If I could summarise my four year Design degree in one book, this would be it. Don Norman, or "The Don" as I like to call him, is quite simply a genius, covering many key principles of design over the three hundred pages of the book.
As with many of my book reviews, I’ve not gone into great depth — there’s a whole internet for that, and they’ll do a much better job than me. Instead I’ve highlighted the key bits I think you need to know, along with a hearty recommendation of buy this book!
The Design of Everyday Things is a fairly recent rewrite of The Psychology of Everyday Things, bringing it up-to-date with the developments if the last 25 years.

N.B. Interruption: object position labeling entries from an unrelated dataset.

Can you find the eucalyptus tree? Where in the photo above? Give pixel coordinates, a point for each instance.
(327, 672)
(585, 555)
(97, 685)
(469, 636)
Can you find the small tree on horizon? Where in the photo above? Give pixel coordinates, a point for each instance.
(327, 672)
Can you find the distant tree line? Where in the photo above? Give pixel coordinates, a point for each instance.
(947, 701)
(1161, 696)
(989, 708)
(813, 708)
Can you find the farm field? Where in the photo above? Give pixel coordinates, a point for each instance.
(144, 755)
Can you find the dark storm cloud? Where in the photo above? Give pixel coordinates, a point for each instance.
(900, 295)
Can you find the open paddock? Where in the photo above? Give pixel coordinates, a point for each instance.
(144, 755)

The first half of the book is fairly deep (for someone who did a "colouring in" degree) psychology, explaining how people build mental models of products and how they interact with them. However, it's written in an easygoing manner, with plenty of examples of real-world problems, many of which I've been complaining about for years — such as doors with confusing push/pull handles.
What makes this work is that he both points out the flaws in many products and gives adequate information to create a solution, often suggesting one himself.
He then continues into explaining errors in product usage, and how these are almost always the designers fault. You may remember similar sentiments from my [rant on phone cases]. This chapter has been invaluable in explaining to engineers why design is so important, and so much more than just making things look pretty.
After discussing the ideal world of design for several chapters, the last few chapters take the reader back to the real world, and explain how perfect product design can fall foul to marketing people, business people and commercial people, but also how these are the very people needed for a product to succeed.
Every designer should read this book
— when I come to power this will be the law. And everyone else should read this book too, just in case they ever need to design something.